A mudança no comportamento foi fundamental para seu organismo começasse a reagir e os danos fossem minimizados. Separados em pequenos potes de plástico, as cartelas de remédios, agora, são distribuídas por horário para facilitar a ingestão correta das doses. Mais do que consciência, porém, o acompanhamento quase que diário de agentes comunitários de saúde (ACS) foi determinante para a boa adesão e continuidade ao tratamento medicamentoso. Isso porque a visita da agente responsável pela região trouxe organização e informação à paciente e à sua cuidadora.
Esta modificação não é um caso isolado e acaba de ser comprovada, ainda que indiretamente, por uma pesquisa realizada em Cambé (Norte). O levantamento faz parte de um projeto sobre Doenças Cardiovasculares no Estado do Paraná, o Vigicardio - estudo do programa de pós-graduação em Saúde Coletiva do Centro de Ciências da Saúde (CCS) da Universidade Estadual de Londrina (UEL).
O projeto visa entender como as pessoas estão do ponto de vista das doenças cardiovasculares que, por sua vez, ainda representam a principal causa de morte no Brasil e o principal fator de despesas do Sistema Único de Saúde (SUS). ''Até agora, já sabemos quem são os vulneráveis para as doenças, pois é um grupo o qual conhecemos os fatores de risco que estão ligados ao comportamento, como tabagismo e obesidade, e que são passíveis de prevenção. Pretendíamos com essa pesquisa saber como são essas pessoas'', explica o professor do Departamento de Clínica Médica do CCS, Marcos Cabrera, orientador da pesquisa.

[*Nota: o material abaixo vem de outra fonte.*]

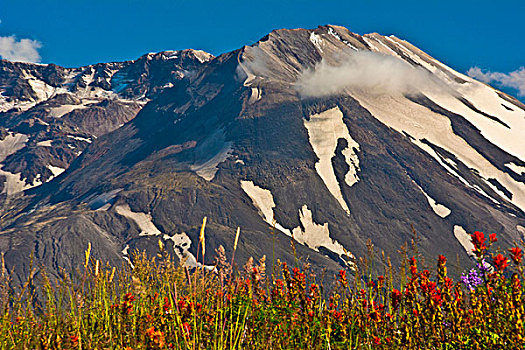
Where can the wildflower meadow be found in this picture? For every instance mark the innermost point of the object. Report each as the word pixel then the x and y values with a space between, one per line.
pixel 160 304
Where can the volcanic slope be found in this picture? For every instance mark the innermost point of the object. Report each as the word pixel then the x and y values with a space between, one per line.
pixel 324 136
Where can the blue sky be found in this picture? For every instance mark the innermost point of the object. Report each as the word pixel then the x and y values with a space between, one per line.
pixel 463 34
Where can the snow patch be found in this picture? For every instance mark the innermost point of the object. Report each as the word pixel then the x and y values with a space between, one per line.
pixel 439 209
pixel 315 235
pixel 143 221
pixel 405 116
pixel 263 200
pixel 181 246
pixel 324 130
pixel 102 201
pixel 255 95
pixel 215 144
pixel 521 229
pixel 58 112
pixel 311 234
pixel 202 56
pixel 46 143
pixel 79 138
pixel 333 33
pixel 317 41
pixel 55 170
pixel 464 239
pixel 12 143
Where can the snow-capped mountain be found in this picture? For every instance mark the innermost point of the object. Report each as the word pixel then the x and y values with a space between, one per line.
pixel 323 136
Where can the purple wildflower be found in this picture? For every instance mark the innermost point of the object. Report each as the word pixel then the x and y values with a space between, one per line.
pixel 471 280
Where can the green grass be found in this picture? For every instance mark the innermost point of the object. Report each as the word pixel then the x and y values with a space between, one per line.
pixel 162 305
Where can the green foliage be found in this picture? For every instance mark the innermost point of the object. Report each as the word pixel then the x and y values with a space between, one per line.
pixel 161 305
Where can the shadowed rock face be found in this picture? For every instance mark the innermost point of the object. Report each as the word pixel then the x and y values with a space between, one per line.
pixel 239 139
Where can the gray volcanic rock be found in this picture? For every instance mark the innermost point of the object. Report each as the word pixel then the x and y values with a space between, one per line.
pixel 322 137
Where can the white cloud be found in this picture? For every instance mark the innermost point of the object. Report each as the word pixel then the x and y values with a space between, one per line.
pixel 372 71
pixel 515 80
pixel 23 50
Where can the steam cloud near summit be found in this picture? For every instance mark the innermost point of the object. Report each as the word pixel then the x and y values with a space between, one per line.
pixel 515 80
pixel 23 50
pixel 364 70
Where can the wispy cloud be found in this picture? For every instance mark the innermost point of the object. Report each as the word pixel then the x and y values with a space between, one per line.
pixel 23 50
pixel 372 71
pixel 515 80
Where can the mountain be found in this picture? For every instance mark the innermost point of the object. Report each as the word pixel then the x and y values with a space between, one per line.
pixel 325 135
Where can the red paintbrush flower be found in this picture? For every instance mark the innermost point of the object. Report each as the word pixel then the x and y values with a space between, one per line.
pixel 442 260
pixel 500 262
pixel 516 254
pixel 396 298
pixel 478 240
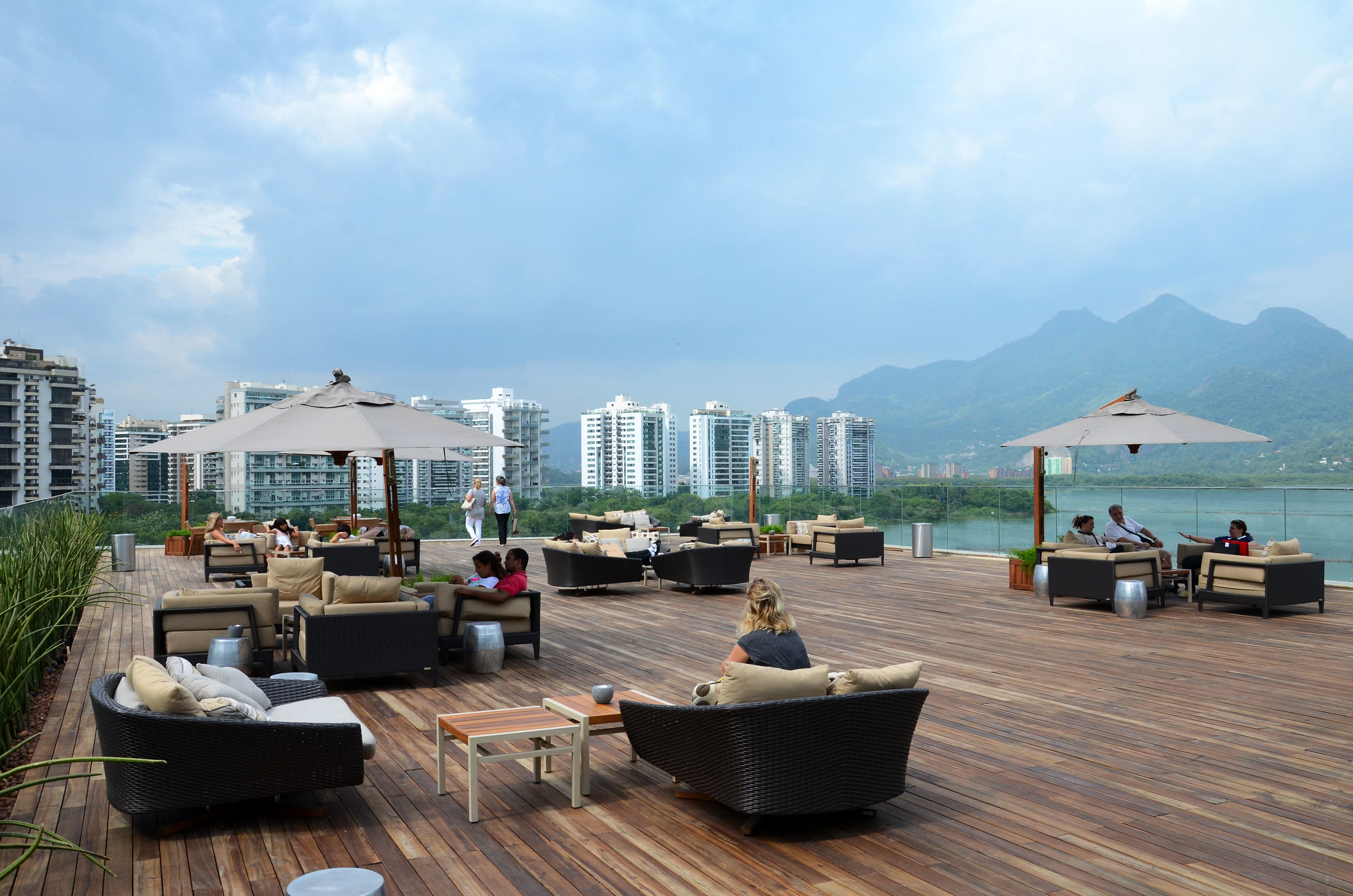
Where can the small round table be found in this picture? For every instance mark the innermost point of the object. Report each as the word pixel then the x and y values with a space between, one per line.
pixel 338 881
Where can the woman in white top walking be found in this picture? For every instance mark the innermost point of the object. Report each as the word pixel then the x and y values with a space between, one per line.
pixel 504 508
pixel 474 507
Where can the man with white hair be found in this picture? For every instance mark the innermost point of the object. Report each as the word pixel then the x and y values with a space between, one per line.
pixel 1134 537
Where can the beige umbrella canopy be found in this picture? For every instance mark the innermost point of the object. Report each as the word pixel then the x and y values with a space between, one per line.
pixel 337 420
pixel 1125 422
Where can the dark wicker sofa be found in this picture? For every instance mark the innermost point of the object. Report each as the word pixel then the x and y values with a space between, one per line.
pixel 707 566
pixel 568 569
pixel 217 761
pixel 784 757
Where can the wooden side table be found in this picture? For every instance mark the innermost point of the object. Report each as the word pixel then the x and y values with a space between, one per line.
pixel 589 714
pixel 774 543
pixel 477 730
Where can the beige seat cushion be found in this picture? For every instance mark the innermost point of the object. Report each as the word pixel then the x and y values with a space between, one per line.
pixel 324 711
pixel 364 589
pixel 294 577
pixel 886 679
pixel 159 691
pixel 744 683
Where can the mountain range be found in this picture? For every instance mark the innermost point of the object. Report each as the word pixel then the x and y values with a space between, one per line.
pixel 1286 375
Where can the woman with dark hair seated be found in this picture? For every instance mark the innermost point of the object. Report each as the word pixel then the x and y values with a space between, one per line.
pixel 1239 534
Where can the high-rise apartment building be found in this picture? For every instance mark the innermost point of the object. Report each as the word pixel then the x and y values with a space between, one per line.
pixel 49 441
pixel 267 485
pixel 846 454
pixel 517 420
pixel 107 449
pixel 628 445
pixel 780 443
pixel 720 451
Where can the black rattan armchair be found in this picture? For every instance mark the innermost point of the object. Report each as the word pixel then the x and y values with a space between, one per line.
pixel 784 757
pixel 570 569
pixel 217 761
pixel 707 568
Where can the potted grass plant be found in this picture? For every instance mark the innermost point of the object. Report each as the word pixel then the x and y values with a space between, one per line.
pixel 1022 569
pixel 178 542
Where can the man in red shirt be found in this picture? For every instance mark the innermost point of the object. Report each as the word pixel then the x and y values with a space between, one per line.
pixel 508 586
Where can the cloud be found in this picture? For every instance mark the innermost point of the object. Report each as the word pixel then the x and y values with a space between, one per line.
pixel 342 111
pixel 175 232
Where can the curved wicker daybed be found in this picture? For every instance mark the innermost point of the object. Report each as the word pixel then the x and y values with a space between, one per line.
pixel 784 757
pixel 215 761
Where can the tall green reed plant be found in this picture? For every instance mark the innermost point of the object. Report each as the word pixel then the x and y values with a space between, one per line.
pixel 52 566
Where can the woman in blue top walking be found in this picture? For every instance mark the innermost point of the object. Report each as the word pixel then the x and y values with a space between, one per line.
pixel 504 508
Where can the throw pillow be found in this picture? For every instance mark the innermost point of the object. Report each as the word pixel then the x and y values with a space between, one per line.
pixel 366 589
pixel 204 688
pixel 1284 548
pixel 237 680
pixel 126 696
pixel 886 679
pixel 757 684
pixel 227 708
pixel 294 577
pixel 159 691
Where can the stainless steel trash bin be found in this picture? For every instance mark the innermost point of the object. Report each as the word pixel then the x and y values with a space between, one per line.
pixel 923 539
pixel 125 552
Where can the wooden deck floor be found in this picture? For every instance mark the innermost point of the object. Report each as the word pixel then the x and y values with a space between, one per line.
pixel 1062 750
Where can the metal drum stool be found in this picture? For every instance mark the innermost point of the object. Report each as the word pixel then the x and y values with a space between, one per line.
pixel 484 648
pixel 338 881
pixel 1130 599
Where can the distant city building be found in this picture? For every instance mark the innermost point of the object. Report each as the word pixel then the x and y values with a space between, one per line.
pixel 1004 472
pixel 722 451
pixel 780 443
pixel 517 420
pixel 629 445
pixel 268 485
pixel 46 420
pixel 846 454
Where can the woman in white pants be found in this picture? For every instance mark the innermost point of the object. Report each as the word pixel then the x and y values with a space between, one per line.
pixel 475 515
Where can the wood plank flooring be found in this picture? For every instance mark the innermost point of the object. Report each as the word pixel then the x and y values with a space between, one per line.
pixel 1062 750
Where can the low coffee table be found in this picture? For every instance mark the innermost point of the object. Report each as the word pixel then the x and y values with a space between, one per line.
pixel 477 730
pixel 588 714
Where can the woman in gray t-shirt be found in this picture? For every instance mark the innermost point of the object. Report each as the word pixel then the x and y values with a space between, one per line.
pixel 475 513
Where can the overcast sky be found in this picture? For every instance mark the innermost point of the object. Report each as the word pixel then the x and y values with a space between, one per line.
pixel 687 201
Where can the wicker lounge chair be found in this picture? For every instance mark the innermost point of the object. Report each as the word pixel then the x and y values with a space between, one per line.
pixel 784 757
pixel 218 761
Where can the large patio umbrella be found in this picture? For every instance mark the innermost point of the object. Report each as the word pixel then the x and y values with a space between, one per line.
pixel 337 420
pixel 1125 422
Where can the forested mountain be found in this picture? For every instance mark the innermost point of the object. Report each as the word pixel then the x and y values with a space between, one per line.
pixel 1284 375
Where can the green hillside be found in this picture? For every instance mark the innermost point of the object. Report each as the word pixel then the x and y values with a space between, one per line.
pixel 1284 375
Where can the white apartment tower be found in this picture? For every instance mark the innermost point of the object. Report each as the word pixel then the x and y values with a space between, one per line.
pixel 780 443
pixel 846 454
pixel 49 435
pixel 720 451
pixel 627 445
pixel 517 420
pixel 268 485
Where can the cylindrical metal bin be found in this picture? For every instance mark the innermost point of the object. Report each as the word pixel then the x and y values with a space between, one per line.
pixel 125 552
pixel 923 539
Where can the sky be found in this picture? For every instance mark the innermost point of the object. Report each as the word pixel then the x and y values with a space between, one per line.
pixel 747 202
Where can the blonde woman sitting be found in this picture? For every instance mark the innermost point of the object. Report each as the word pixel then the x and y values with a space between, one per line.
pixel 766 638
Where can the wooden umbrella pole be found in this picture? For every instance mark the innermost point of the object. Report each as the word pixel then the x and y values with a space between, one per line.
pixel 1038 496
pixel 183 490
pixel 397 552
pixel 352 492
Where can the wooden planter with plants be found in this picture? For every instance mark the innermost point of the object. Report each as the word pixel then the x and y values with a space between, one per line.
pixel 178 542
pixel 1022 569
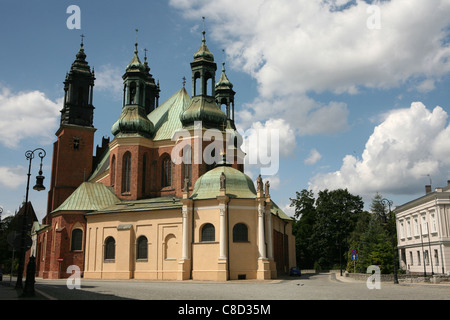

A pesquisa, com 130 questões, foi realizada em todas as regiões do município com 1.180 pessoas, acima de 40 anos. Dentre os vários quesitos analisados, alguns chamaram a atenção: 70% dos entrevistados tinham feito uso de medicamentos até 15 dias antes da pesquisa e 55% deles fazem uso de remédios contínuos. O mais alarmante foi que 60% desses usuários disseram não ter aderido ao tratamento preconizado.
Conforme o farmacêutico Felipe Assan Remondi, mestre em Saúde Coletiva e responsável pela análise dos dados referentes aos medicamentos, este número representa preocupação, visto que seis a cada dez pessoas não tomam os remédios conforme o recomendado.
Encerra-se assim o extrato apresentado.